Hint:Bashyboy said:Homework Statement
[itex]\sum_{n=1}^{\infty} \frac{1}{2^n}[/itex]
Homework Equations
The Attempt at a Solution
Could I some how manipulate this to fit a geometric series, so that I may instead use the geometric series test?
Do you mean, n can't start at 1, it must start at zero?Bashyboy said:Well, I was told by my teacher that n couldn't equal one for the geometric series to be implemented, was he, perhaps, wrong?
The Geometric Series Test is a method used to determine the convergence or divergence of a geometric series. It involves calculating the common ratio of the series and using it to determine if the series converges or diverges.
The Geometric Series Test is based on the comparison of the common ratio to 1, while the Integral Test involves using calculus to evaluate the convergence or divergence of a series. The Geometric Series Test is typically easier to use and requires less mathematical knowledge than the Integral Test.
The formula for the Geometric Series Test is:
If |r| < 1, then the geometric series ∑ ar^n converges to a/(1-r).
If |r| ≥ 1, then the geometric series diverges.
Yes, if the series converges, the formula for the sum of a geometric series can be used to find the exact sum.
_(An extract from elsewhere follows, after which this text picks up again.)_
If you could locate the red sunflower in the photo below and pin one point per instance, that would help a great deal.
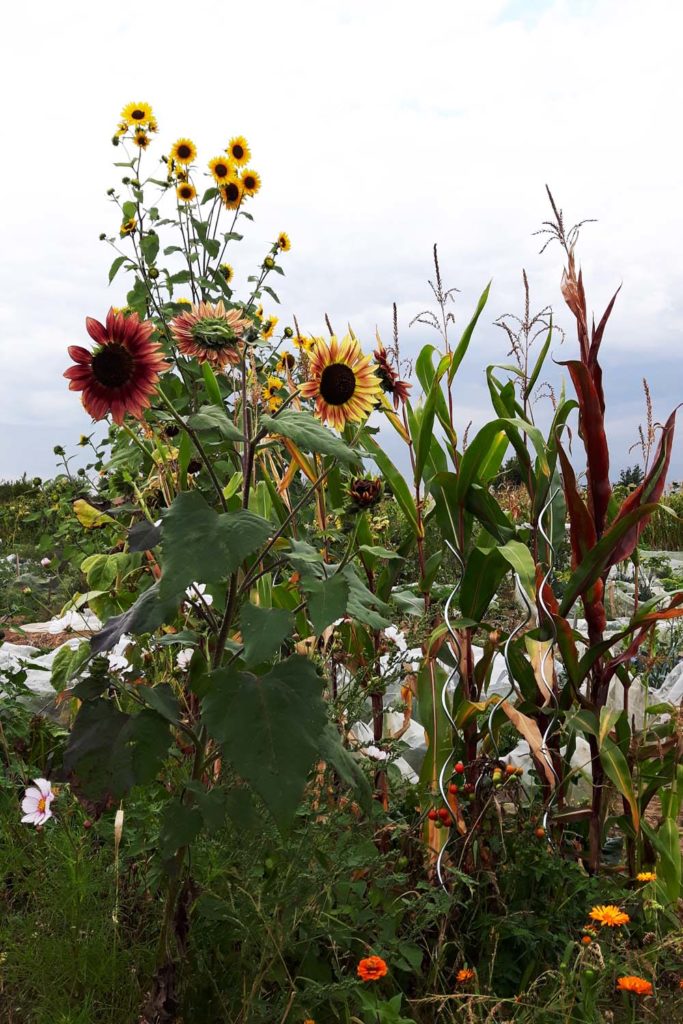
(122, 373)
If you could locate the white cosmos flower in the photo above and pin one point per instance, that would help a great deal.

The formula is:
S = a / (1-r), where a is the first term and r is the common ratio.
The Geometric Series Test can only be used on geometric series, which have a constant ratio between consecutive terms. It also only applies to infinite series, not finite series. Additionally, the test may not always be able to determine the convergence or divergence of a series, and in some cases, other methods may need to be used.